Does anyone know if two roamio rf remotes can sync simultaneously to the same ver 1 mini using the same rf dongle?

Or..

Has anyone got x2 BT ver 1 Slide remotes to work on the same mini? If so did it take both usb Bluetooth dongles or were both able ro connect via Bluetooth using the same dongle?

I've already tried pairing simultaneously one rf and one Bluetooth remote unsuccessfully.


----------



## leiff (Aug 24, 2005)

it works, I successfully paired 1 slide pro and 1 basic Romeo remote both silmultaniously to the same mini both using RF with the same TiVo dongle, nice. now to try it out on my series 4 premiere TiVo. I'm thinking if it worked on the mini it should also work on the premiere.


----------



## HDRyder9 (Aug 2, 2007)

I can't get it to work, how did you do it?


----------



## leiff (Aug 24, 2005)

I assume you've gotten as far as pairing 1 RF remote already?

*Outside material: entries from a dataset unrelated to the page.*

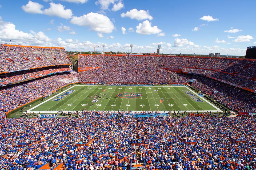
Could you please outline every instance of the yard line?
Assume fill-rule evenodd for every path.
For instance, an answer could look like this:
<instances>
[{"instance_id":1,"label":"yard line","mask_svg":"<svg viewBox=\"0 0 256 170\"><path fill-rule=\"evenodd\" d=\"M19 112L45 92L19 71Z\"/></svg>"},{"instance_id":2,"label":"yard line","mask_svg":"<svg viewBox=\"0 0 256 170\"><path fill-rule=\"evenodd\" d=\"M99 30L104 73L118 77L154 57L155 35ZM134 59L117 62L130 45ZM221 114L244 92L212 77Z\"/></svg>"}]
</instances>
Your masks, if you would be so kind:
<instances>
[{"instance_id":1,"label":"yard line","mask_svg":"<svg viewBox=\"0 0 256 170\"><path fill-rule=\"evenodd\" d=\"M110 89L109 90L109 91L107 92L107 94L106 94L106 96L107 96L107 95L108 94L109 94L109 92L110 92ZM113 94L113 92L112 92L112 94ZM112 95L111 95L112 96ZM111 99L111 98L109 98L109 99ZM100 102L100 103L99 104L101 104L101 103L102 103L102 101L103 101L103 100L104 100L104 98L103 98L103 99L102 100L101 100L101 102ZM99 106L98 106L98 107L97 107L97 108L96 108L96 109L95 109L95 110L97 110L97 109L98 108L98 107L99 107ZM102 110L102 111L103 111L103 110Z\"/></svg>"},{"instance_id":2,"label":"yard line","mask_svg":"<svg viewBox=\"0 0 256 170\"><path fill-rule=\"evenodd\" d=\"M173 101L174 101L174 103L175 103L175 104L176 104L176 105L177 105L177 106L179 107L179 108L180 109L181 109L181 108L179 107L179 105L178 104L177 104L177 103L176 102L175 102L175 100L174 100L174 99L176 99L176 98L174 98L173 97L172 97L171 96L171 95L170 95L170 94L169 94L169 93L168 93L168 92L167 92L167 91L166 90L166 89L164 88L164 89L165 89L165 91L167 93L167 94L168 94L171 97L170 98L168 98L168 99L172 99L173 100ZM169 90L170 90L170 89ZM172 92L171 91L171 92ZM174 109L173 109L173 110L174 111Z\"/></svg>"},{"instance_id":3,"label":"yard line","mask_svg":"<svg viewBox=\"0 0 256 170\"><path fill-rule=\"evenodd\" d=\"M187 89L188 89L189 90L190 90L190 89L189 89L189 88L188 87L186 87L186 88L187 88ZM194 93L194 94L195 94L195 95L197 95L197 94L195 92L194 92L194 91L193 91L193 90L191 90L191 92L192 92L193 93ZM215 108L216 109L217 109L217 110L218 110L219 112L221 112L221 111L222 111L219 108L217 108L217 107L216 107L215 106L214 106L214 105L213 105L211 103L210 103L209 101L207 101L207 100L206 100L206 99L205 99L204 97L201 97L201 96L198 96L198 97L199 97L199 98L201 98L201 99L202 99L203 100L204 100L205 101L206 101L207 103L209 103L209 104L210 104L210 105L211 106L212 106L213 107L214 107L214 108Z\"/></svg>"},{"instance_id":4,"label":"yard line","mask_svg":"<svg viewBox=\"0 0 256 170\"><path fill-rule=\"evenodd\" d=\"M125 89L126 89L126 88L127 87L125 87L125 90L124 91L125 91ZM119 108L119 110L120 110L121 109L121 106L122 105L122 102L123 102L123 98L122 98L122 101L121 101L121 104L120 104L120 107Z\"/></svg>"},{"instance_id":5,"label":"yard line","mask_svg":"<svg viewBox=\"0 0 256 170\"><path fill-rule=\"evenodd\" d=\"M152 92L152 91L151 90L152 89L150 89L150 92L151 92L151 94L152 94L152 96L153 96L153 98L154 99L154 100L155 101L155 105L156 105L156 106L157 107L157 110L158 111L159 111L159 109L158 109L158 107L157 107L157 102L155 102L155 97L154 97L154 95L153 95L153 93ZM159 95L158 95L158 96L159 96Z\"/></svg>"},{"instance_id":6,"label":"yard line","mask_svg":"<svg viewBox=\"0 0 256 170\"><path fill-rule=\"evenodd\" d=\"M154 87L154 88L155 88L155 90L157 90L157 89L156 89L155 87ZM157 93L157 95L158 95L158 97L159 97L159 99L160 99L161 100L161 98L160 98L160 96L159 96L159 95L158 94L158 93L157 92L156 92L156 93ZM166 110L166 108L165 108L165 105L163 104L163 107L165 107L165 111L167 111L167 110Z\"/></svg>"},{"instance_id":7,"label":"yard line","mask_svg":"<svg viewBox=\"0 0 256 170\"><path fill-rule=\"evenodd\" d=\"M125 88L126 88L126 87ZM119 92L120 92L120 90L121 90L121 89L120 89L120 90L119 90L119 91L118 92L118 94L119 94ZM117 97L118 97L117 96L117 98L115 98L115 102L114 102L114 104L113 104L113 106L112 107L112 109L111 109L111 110L113 110L113 108L114 107L114 105L115 104L115 101L117 101ZM115 111L117 111L117 110L115 110Z\"/></svg>"},{"instance_id":8,"label":"yard line","mask_svg":"<svg viewBox=\"0 0 256 170\"><path fill-rule=\"evenodd\" d=\"M150 87L150 86L149 86ZM146 91L146 87L145 87L145 91L146 93L146 95L147 96L147 101L149 102L149 109L150 109L150 110L147 110L148 111L152 111L151 110L151 108L150 107L150 104L149 104L149 98L147 97L147 91ZM141 95L142 97L142 95ZM142 98L141 99L141 100L142 100ZM143 104L143 103L142 103Z\"/></svg>"},{"instance_id":9,"label":"yard line","mask_svg":"<svg viewBox=\"0 0 256 170\"><path fill-rule=\"evenodd\" d=\"M31 110L34 109L35 108L37 108L37 107L38 107L38 106L41 105L42 105L42 104L43 104L45 103L46 102L47 102L47 101L49 101L49 100L51 100L51 99L53 99L53 98L55 98L55 97L57 97L57 96L60 96L60 95L62 95L62 94L63 94L63 93L65 93L66 91L67 91L68 90L70 90L70 89L72 88L73 88L74 87L75 87L75 86L72 86L72 87L70 87L70 88L69 88L67 89L67 90L65 90L63 91L62 92L61 92L61 93L60 93L58 95L54 95L54 96L53 96L53 97L51 97L50 98L50 99L48 99L46 100L45 101L43 101L43 102L42 102L42 103L40 103L40 104L38 104L38 105L37 105L35 106L34 106L34 107L32 107L32 108L30 108L28 110L27 110L27 111L30 111ZM31 113L31 112L29 112L29 113Z\"/></svg>"},{"instance_id":10,"label":"yard line","mask_svg":"<svg viewBox=\"0 0 256 170\"><path fill-rule=\"evenodd\" d=\"M81 88L79 88L79 90L80 90ZM86 88L85 88L85 89L86 89ZM78 93L75 96L74 96L74 97L76 96L77 95L78 95L78 94L79 94L80 93L81 93L81 92L82 92L82 95L81 95L81 96L79 96L79 97L81 97L81 96L82 96L82 95L83 95L84 94L85 94L84 93L82 92L83 92L83 90L82 90L82 91L79 91L79 93ZM78 97L78 98L76 98L77 99L75 99L75 101L77 101L78 99L79 99L79 97ZM72 98L71 98L71 99L70 100L68 100L68 101L67 101L67 102L66 102L66 103L64 103L64 104L63 104L62 105L61 105L61 107L62 106L62 105L63 105L64 104L66 104L69 101L69 100L71 100L71 99L73 99L73 97L72 97ZM68 104L68 105L69 105L69 104ZM62 110L63 110L63 111L65 111L65 110L66 110L66 108L67 108L69 106L69 105L68 105L68 106L67 106L67 107L66 107L66 108L64 109L62 109ZM59 108L60 107L58 108L58 108ZM74 109L75 108L75 107L74 108L73 108L73 109ZM72 109L71 109L71 110L72 110Z\"/></svg>"},{"instance_id":11,"label":"yard line","mask_svg":"<svg viewBox=\"0 0 256 170\"><path fill-rule=\"evenodd\" d=\"M108 87L108 86L107 86L107 87ZM94 93L94 95L95 95L95 94L97 94L98 93L98 92L99 92L99 90L101 90L101 89L103 89L103 88L102 88L102 89L100 89L100 90L98 90L98 91L97 91L97 92L96 92L96 93ZM92 96L92 97L93 97ZM87 102L89 102L89 101L90 101L90 100L91 100L91 99L89 99L89 100L88 100L88 101L87 101L87 102L86 102L86 103L87 103ZM96 100L97 100L97 99L96 99ZM93 103L93 102L91 102L91 103ZM91 105L91 106L90 106L90 107L89 107L89 108L88 108L88 109L87 109L87 110L90 110L89 109L90 109L90 108L91 108L91 107L92 107L92 106L93 106L92 105Z\"/></svg>"},{"instance_id":12,"label":"yard line","mask_svg":"<svg viewBox=\"0 0 256 170\"><path fill-rule=\"evenodd\" d=\"M140 90L140 91L141 91L141 94L142 94L141 93L141 88L139 88L140 89L139 90ZM142 95L141 96L142 96ZM142 101L142 97L141 97L141 105L142 105L142 111L144 111L144 110L143 109L143 102ZM136 105L136 103L135 103L135 105ZM150 106L149 106L149 107L150 107Z\"/></svg>"},{"instance_id":13,"label":"yard line","mask_svg":"<svg viewBox=\"0 0 256 170\"><path fill-rule=\"evenodd\" d=\"M131 89L130 89L130 92L129 92L129 93L131 93ZM127 104L127 111L128 111L128 105L129 105L129 100L130 100L130 98L129 98L128 99L128 104ZM134 109L134 110L135 110L135 109Z\"/></svg>"},{"instance_id":14,"label":"yard line","mask_svg":"<svg viewBox=\"0 0 256 170\"><path fill-rule=\"evenodd\" d=\"M86 89L86 88L85 88L85 89L84 90L85 90L85 89ZM93 96L94 96L94 95L95 94L95 93L94 92L93 92L93 91L94 91L94 90L95 90L95 89L96 89L96 88L95 88L95 89L93 90L92 90L92 91L89 94L89 95L88 95L88 96L90 96L90 95L92 93L94 93L94 94L93 94L93 95L94 95ZM88 91L88 90L87 90L87 91ZM83 94L88 94L88 93L87 93L87 94L86 94L86 93L84 93ZM75 106L75 107L74 107L74 108L73 108L73 109L75 109L75 108L77 107L78 106L78 105L80 104L81 103L81 102L82 102L82 101L83 101L83 100L84 100L84 99L86 99L86 97L87 97L87 95L86 94L86 97L81 97L81 98L79 97L79 98L78 98L79 99L83 99L81 101L80 101L80 102L79 102L78 103L78 104L77 105L76 105ZM81 96L80 96L80 97L81 97ZM87 102L88 102L88 101L89 101L90 100L88 100L88 101L87 101L87 102L86 102L86 103L87 103ZM79 109L77 109L77 110L78 110L78 111L80 111L80 110L83 108L83 106L82 106L82 107L81 107L81 108ZM82 109L82 110L83 110L83 109Z\"/></svg>"},{"instance_id":15,"label":"yard line","mask_svg":"<svg viewBox=\"0 0 256 170\"><path fill-rule=\"evenodd\" d=\"M117 87L118 87L118 86L116 86L116 87L115 88L115 90L114 90L114 92L115 91L115 90L116 90L116 89L117 89ZM121 89L120 89L120 90L121 90ZM119 91L118 92L118 94L119 94L119 92L120 92L120 90L119 90ZM113 92L113 93L114 93L114 92ZM112 96L113 96L113 94L112 94ZM115 100L117 100L117 98L115 98ZM109 101L108 101L108 102L107 103L107 104L106 104L106 106L104 108L104 109L103 110L105 110L105 109L106 108L106 107L107 107L107 105L108 105L108 103L109 103ZM113 107L112 107L112 108L113 109Z\"/></svg>"},{"instance_id":16,"label":"yard line","mask_svg":"<svg viewBox=\"0 0 256 170\"><path fill-rule=\"evenodd\" d=\"M176 97L177 97L177 98L178 99L179 99L179 100L181 101L181 103L183 105L183 104L184 104L183 103L183 102L182 102L181 101L181 99L180 99L178 97L178 96L177 96L177 95L176 95L176 94L175 94L175 93L174 93L173 92L173 91L171 91L171 90L170 91L171 91L171 92L172 93L173 93L173 94L174 94L174 95L175 95L175 96L176 96ZM175 102L175 101L174 101L174 102ZM176 102L175 102L175 103L176 103ZM176 104L177 104L177 103L176 103ZM178 106L178 107L179 107L179 108L180 108L180 109L181 109L181 108L179 107L179 106L178 105L177 105ZM184 105L183 105L184 106ZM185 107L186 107L186 108L187 108L187 110L189 110L189 109L187 108L187 106L185 106Z\"/></svg>"},{"instance_id":17,"label":"yard line","mask_svg":"<svg viewBox=\"0 0 256 170\"><path fill-rule=\"evenodd\" d=\"M167 91L166 91L166 90L165 90L165 88L163 88L163 89L165 89L165 91L166 91L166 92L167 92ZM165 96L165 98L166 99L167 99L167 98L166 98L166 97L165 96L165 94L164 94L164 93L162 92L162 94L163 94L163 95ZM170 104L170 106L171 106L171 107L172 110L173 110L173 107L172 107L170 105L171 104L169 102L169 100L167 100L167 101L168 102L168 103L169 103L169 104Z\"/></svg>"},{"instance_id":18,"label":"yard line","mask_svg":"<svg viewBox=\"0 0 256 170\"><path fill-rule=\"evenodd\" d=\"M177 92L178 92L178 91L177 91L177 90L176 90L176 89L174 89L174 90L175 90L176 91L177 91ZM183 97L183 98L184 98L184 99L185 99L185 100L187 102L189 102L189 102L186 99L186 98L185 98L185 97ZM192 99L192 98L191 98L191 99ZM192 100L192 101L193 101L194 102L194 103L195 103L197 105L197 106L198 106L198 107L199 107L199 108L201 108L201 109L202 109L202 110L204 110L204 109L203 109L203 108L201 108L201 107L200 107L200 106L199 106L199 105L198 105L198 104L197 104L197 103L194 100L191 100L191 99L190 99L190 100ZM196 109L195 109L195 108L193 106L192 106L192 107L193 107L193 108L194 109L195 109L195 110L196 110Z\"/></svg>"}]
</instances>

After that I believe I pressed the dongle power button down for 5 seconds to get it in pairing mode, then hold the TiVo and back button on the second Romeo remote you're trying to pair with for a few seconds let go, now that remote is also paired. Worked for me first try and the first roamio remote remained paired. One funny thing that happened was not all the the buttons on the remote were working at first. Actually only the directional buttons were working but a quick mini reboot regained full remote functionality


----------



## HDRyder9 (Aug 2, 2007)

When I pair the second remote the first one becomes unpaired. I'll keep trying. Perhaps it's a timing issue.


----------



## leiff (Aug 24, 2005)

R u using a pro slide and a basic roamio as your x2 remote combo like me? don't imagine it would make a difference but you never know. I would suggest doing a global reset on your remotes as well as a last resort.

Here is global reset instructions :
http://support.tivo.com/app/answers/detail/a_id/293


----------



## Dan203 (Apr 17, 2000)

It only works with the RF models. The BT remotes only support one per dongle.


----------



## leiff (Aug 24, 2005)

Thanks dan, 
I think poster here was trying with two roamio remotes so hopefully he can it working.


----------



## HDRyder9 (Aug 2, 2007)

I have two TiVo Roamio replacement remotes. Both purchased from Tivo.com if RF mode.


----------



## HDRyder9 (Aug 2, 2007)

After playing around with it for a while today, I got two remotes working in RF mode with a dongle. I just wanted to confirm that it works.


----------



## stevehogan (Dec 30, 2006)

My setup is a Premier XL4, Roamio RF remote and new Roamio Slide RF remote. Using the dongle that came with the new Slide remote.

Paired the Slide first, then tried to pair the regular remote - Result new remote paired and slide unpaired.

Repeated this three times and the third time it worked. 

If at first you don't succeed .....


----------



## mhalladay (Feb 12, 2007)

I realize this is a late reply / question on this issue... But, I'd like to pair a second remote to a Mini. I have a Slide Pro already paired (through RF dongle), and I'd like to have a VOX remote also paired with same Mini; VOX arrived with its own BT dongle... I'm thinking it's not possible, because the Mini only has one USB port. Anyone think that I could be successful?


----------